Perseveration is one of the things we struggle with most often at our house these days.
“Perseveration refers to difficulties making transitions, shifting topics or thoughts, or moving on from one emotional state to another. Some people describe it as a tendency to “over-focus” on a subject. Neurologically related to brain damage in the frontal lobes, perseveration is a common characteristic of persons with FASD. Many FASD-affected individuals may “get stuck” (perseverate) so severely that it interferes with learning and staying on-task, or their ability to shift calmly and without prompting among topics and activities. Perseveration makes it difficult for persons with FASD to function appropriately at school, at home, or in the community.” – FASD Network of Southern California
M perseverates most often on toys (and video games.) And when I say perseverate, I me he gets totally stuck on wanting and getting that toy. I know that wanting and begging for toys is normal preschool behavior but this is beyond that. This definitely is related to anxiety and it is definitely not in the least about the toy. He usually doesn’t even want the toy when he gets it, he will move right on to something else to perseverate about. Right now its an orange robot. I have no idea where the idea of this robot originated. For about two weeks now, it’s his first waking thought. He will ask about the orange robot over and over again. “When is the delivery man going to bring my orange robot?” “I wish I had my orange robot right now.” “It’s taking too long for my orange robot to come.” Mind you, I’ve told him that the orange robot is not coming. If I had said, “maybe” or “we will see,” that makes the persistence that much worse. He needs very clear guidelines. Also, at our house the “delivery man” is kind of like Santa Claus, sometimes cool stuff just arrives like magic. He has no idea that I am doing all of this online shopping behind the scenes. We have been working on curbing perseveration and one of the ways is by consistently responding to his requests in the same way. Now, if he is perseverating on something that might actually happen, i.e. a trip to the zoo, we try and be specific on the details so that he can relax a little bit.

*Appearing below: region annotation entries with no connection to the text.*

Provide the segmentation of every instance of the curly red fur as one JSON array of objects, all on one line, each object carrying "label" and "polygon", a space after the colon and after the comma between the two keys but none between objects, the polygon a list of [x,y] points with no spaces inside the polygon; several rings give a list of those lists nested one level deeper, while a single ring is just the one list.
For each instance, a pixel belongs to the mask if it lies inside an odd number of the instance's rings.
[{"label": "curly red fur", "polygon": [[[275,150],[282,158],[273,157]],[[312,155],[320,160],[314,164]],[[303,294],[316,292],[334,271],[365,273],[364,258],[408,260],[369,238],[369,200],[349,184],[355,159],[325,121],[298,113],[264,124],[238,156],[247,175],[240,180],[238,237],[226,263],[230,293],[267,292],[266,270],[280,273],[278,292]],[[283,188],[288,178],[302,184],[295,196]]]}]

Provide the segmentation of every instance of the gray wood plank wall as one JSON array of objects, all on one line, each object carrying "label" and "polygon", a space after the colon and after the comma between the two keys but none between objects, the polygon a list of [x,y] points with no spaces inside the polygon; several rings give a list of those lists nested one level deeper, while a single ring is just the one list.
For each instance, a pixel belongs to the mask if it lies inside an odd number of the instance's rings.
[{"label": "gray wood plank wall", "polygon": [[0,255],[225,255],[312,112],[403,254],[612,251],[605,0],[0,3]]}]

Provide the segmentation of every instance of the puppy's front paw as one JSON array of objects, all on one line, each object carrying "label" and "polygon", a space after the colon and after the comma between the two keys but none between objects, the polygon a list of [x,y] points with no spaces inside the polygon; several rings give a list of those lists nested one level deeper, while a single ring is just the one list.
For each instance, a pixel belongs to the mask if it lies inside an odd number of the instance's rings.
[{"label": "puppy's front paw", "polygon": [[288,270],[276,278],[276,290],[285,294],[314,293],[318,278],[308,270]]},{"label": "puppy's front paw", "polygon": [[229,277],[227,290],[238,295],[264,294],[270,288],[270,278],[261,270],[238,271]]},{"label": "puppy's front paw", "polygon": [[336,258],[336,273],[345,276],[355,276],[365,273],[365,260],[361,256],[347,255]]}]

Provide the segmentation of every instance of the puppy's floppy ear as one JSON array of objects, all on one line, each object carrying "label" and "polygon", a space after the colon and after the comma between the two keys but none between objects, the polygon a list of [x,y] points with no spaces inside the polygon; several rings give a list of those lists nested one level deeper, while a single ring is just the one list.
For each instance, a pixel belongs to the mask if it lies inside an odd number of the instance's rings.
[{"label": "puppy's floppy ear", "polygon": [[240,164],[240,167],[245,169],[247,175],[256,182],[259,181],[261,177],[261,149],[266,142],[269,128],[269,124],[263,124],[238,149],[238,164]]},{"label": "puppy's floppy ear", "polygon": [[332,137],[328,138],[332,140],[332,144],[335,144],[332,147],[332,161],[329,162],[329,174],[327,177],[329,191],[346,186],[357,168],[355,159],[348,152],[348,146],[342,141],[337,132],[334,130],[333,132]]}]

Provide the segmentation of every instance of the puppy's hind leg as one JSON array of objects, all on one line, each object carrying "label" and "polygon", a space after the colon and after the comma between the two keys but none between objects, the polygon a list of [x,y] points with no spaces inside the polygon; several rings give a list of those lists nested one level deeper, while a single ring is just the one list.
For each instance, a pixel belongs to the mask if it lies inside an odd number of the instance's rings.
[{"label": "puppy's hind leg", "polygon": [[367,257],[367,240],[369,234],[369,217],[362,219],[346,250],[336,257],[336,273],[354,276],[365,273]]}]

M is chronically inflexible. He is not easy to distract or derail. In fact this is one of his good qualities as well, he tends to be very steadfast in all things. For now, I cannot expect him to stop talking about the orange robot. In time it will probably be replaced by some other thought or desire. I try not to give in, but sometimes all I can do to get him to get unstuck is to give in. It’s a delicate balance.